Once you get confirmation that you’ve been preapproved, be sure to ask how long your pre-approval is good for. If they expire within 1-3 months, you’ll need to go through the submission process again. 

Mortgage Broker vs. Bank for Loan Preapprovals

Just like with your mortgage type, you have options when it comes to seeking your loan preapproval. Both a mortgage broker and a bank can provide this service – it’s simply a matter of which one is a better fit for you. 

Preapproval with a Bank

When you think of applying for a loan, your bank is probably the first place that comes to mind. And yes, your bank offers convenience, a sense of trust with people, and a place you’re familiar with, and can even provide perks if you combine your banking and mortgage services. 

However, keep in mind that banks prefer to look for lower-risk borrowers with the best credit scores. They may provide great rates, but they also tend to have the strictest policies and may not accept borrowers with low credit scores or less-than-great credit history. 

Preapproval with a Mortgage Broker

A mortgage broker is a licensed professional who can secure a mortgage for clients looking to get a home loan. They act as the intermediary between you and your potential lenders. This option provides you with access to a wider variety of lenders and a higher chance of getting a mortgage, as they’re typically willing to take on a little more risk.

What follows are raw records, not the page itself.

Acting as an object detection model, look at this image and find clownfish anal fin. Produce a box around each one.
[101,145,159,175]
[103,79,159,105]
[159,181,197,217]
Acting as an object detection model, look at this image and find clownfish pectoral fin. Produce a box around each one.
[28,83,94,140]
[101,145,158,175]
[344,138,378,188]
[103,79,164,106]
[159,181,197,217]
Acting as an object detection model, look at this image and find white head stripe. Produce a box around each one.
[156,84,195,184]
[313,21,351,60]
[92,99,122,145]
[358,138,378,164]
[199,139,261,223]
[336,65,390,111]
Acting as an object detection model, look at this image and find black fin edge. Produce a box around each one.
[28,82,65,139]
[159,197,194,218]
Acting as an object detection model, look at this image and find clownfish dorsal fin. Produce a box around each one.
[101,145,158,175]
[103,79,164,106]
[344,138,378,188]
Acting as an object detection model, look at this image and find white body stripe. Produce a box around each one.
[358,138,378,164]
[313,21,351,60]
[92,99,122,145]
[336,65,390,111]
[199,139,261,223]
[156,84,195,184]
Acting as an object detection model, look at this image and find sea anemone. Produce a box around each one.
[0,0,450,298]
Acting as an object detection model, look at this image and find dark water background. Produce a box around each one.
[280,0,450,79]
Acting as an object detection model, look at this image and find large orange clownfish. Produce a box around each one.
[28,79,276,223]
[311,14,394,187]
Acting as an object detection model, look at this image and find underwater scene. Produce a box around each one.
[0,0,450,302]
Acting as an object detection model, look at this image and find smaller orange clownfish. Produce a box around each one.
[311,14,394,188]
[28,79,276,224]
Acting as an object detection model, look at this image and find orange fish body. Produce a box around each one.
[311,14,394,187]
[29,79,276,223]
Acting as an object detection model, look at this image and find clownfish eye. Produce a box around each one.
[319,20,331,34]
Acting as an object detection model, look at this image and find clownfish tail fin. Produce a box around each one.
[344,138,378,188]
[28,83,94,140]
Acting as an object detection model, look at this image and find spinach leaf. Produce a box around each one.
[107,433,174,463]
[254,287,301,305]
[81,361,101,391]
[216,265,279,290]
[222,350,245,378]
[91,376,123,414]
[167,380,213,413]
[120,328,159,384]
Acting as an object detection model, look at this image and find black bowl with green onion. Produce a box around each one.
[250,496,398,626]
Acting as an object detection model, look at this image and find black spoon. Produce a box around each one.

This is a great option for first-time homebuyers who are working on building their credit score. 

Bottom Line: Preapprovals Help You Shine 

Yes, it’s a lot of paperwork, but mortgage preapproval is a fantastic way to set yourself up for success in your future homebuying endeavors. Take the time to get your documentation in order and find a lender you trust to help you with this process. This is the launching point for purchasing – and winning – your first home.